1.Vergi Yükü vergi gelirlerinin GSYH ‘ya oranıdır. Bizde bu oran 2000 yılında yüzde 1.5 iken 2017 yılında yüzde 19.3’ yükseldi.
2.Üretim üzerinden alınan vergi yükü de yüksektir ve üretim için risk oluşturmaktadır.
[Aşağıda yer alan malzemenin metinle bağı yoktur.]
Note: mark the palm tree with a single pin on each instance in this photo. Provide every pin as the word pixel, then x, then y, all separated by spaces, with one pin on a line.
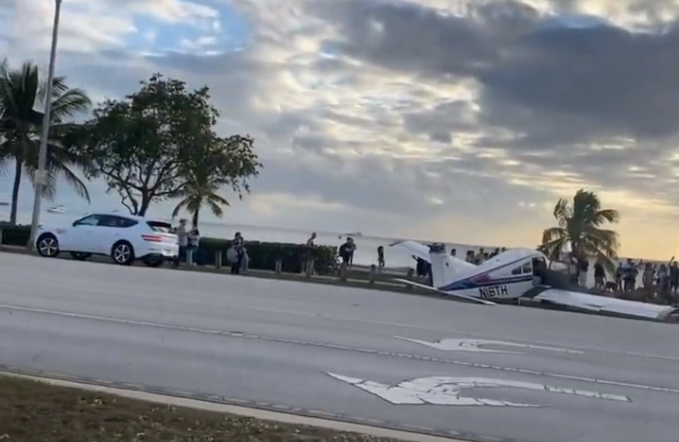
pixel 21 91
pixel 201 189
pixel 580 225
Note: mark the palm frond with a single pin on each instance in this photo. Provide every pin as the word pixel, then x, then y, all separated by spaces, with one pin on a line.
pixel 215 208
pixel 604 216
pixel 179 207
pixel 580 225
pixel 562 212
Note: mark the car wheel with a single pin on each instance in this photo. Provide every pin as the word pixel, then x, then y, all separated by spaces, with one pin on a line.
pixel 122 253
pixel 153 262
pixel 80 256
pixel 48 245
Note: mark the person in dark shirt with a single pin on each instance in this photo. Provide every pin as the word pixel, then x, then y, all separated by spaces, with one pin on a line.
pixel 380 257
pixel 599 276
pixel 674 278
pixel 238 245
pixel 618 277
pixel 630 271
pixel 346 251
pixel 583 269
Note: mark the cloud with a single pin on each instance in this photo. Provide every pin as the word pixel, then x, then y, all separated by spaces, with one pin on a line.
pixel 431 117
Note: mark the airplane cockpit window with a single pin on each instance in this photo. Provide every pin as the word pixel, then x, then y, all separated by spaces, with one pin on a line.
pixel 539 266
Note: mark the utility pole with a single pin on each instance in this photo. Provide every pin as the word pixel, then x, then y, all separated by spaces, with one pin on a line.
pixel 41 174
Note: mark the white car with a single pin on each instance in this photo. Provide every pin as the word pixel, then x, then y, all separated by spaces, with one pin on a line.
pixel 125 238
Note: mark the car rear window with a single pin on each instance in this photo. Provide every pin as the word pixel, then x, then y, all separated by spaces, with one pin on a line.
pixel 160 226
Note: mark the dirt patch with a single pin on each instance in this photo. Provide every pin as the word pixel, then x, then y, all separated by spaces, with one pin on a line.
pixel 33 411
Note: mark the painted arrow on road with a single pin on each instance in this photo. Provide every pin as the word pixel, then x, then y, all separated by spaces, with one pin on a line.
pixel 443 390
pixel 474 345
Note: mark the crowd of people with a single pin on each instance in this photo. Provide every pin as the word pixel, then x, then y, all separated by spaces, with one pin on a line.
pixel 188 240
pixel 660 279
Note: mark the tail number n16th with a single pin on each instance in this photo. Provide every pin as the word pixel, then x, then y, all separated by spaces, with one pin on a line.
pixel 493 292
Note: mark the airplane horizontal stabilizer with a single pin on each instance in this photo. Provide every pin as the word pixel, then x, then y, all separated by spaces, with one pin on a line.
pixel 463 298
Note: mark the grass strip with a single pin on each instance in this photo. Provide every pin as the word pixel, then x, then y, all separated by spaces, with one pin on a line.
pixel 32 411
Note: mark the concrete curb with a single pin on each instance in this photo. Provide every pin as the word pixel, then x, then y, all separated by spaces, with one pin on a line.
pixel 255 413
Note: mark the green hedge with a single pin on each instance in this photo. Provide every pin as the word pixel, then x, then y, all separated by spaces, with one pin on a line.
pixel 15 235
pixel 263 255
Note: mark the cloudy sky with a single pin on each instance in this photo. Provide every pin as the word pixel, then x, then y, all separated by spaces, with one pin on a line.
pixel 437 119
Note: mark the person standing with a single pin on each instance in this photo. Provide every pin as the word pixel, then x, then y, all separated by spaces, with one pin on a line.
pixel 380 257
pixel 308 268
pixel 192 247
pixel 599 275
pixel 182 241
pixel 238 246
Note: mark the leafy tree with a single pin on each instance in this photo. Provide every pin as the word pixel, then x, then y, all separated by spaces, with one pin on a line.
pixel 580 225
pixel 147 146
pixel 200 190
pixel 21 91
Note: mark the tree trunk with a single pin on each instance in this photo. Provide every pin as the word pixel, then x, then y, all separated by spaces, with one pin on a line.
pixel 18 168
pixel 144 206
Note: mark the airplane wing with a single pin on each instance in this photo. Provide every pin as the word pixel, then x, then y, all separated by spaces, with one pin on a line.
pixel 415 248
pixel 422 251
pixel 606 305
pixel 463 298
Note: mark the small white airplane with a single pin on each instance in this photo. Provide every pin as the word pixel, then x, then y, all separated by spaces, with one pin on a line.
pixel 515 275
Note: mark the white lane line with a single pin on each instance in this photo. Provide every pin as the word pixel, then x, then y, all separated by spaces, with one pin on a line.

Kaçak ve kayıpları artırmaktadır.
Aşağıdaki tablodan anlaşılacağı üzere en yüksek vergi yükü üretim ve ithalat üzerindedir.
GENEL DEVLETİN GELİRLERİ 2017 | |
YÜZDE | |
ÜRETİM VE İTHALAT ÜZERİNDEKİ VERGİLER | 39,3 |
NET SOSYAL KATKILAR | 23,7 |
GELİR VE SERVET VB.ÜZERİNDEKİ VERGİLER | 18,9 |
PİYASA ÇIKTISI,KENDİ NİHAİ KULLANIMI İÇİN ÇIKTI VE PİYASA-DIŞI İÇİN YAPILAN ÖDEMELER | 9,7 |
DİĞER CARİ TRANSFERLER, ALINAN | 4,8 |
DİĞER MÜLK GELİRLERİ,ALINAN | 1,9 |
FAİZDEN ALINAN | 1,2 |
SERMAYE TRANSFERLERİ, ALINAN | 0,4 |
Kaynak :TÜİK
Gerçekte ise Milli Gelire en fazla katkı mal ve hizmet üreten , mali olmayan sektörden gelmektedir. (Aşağıdaki Tablo)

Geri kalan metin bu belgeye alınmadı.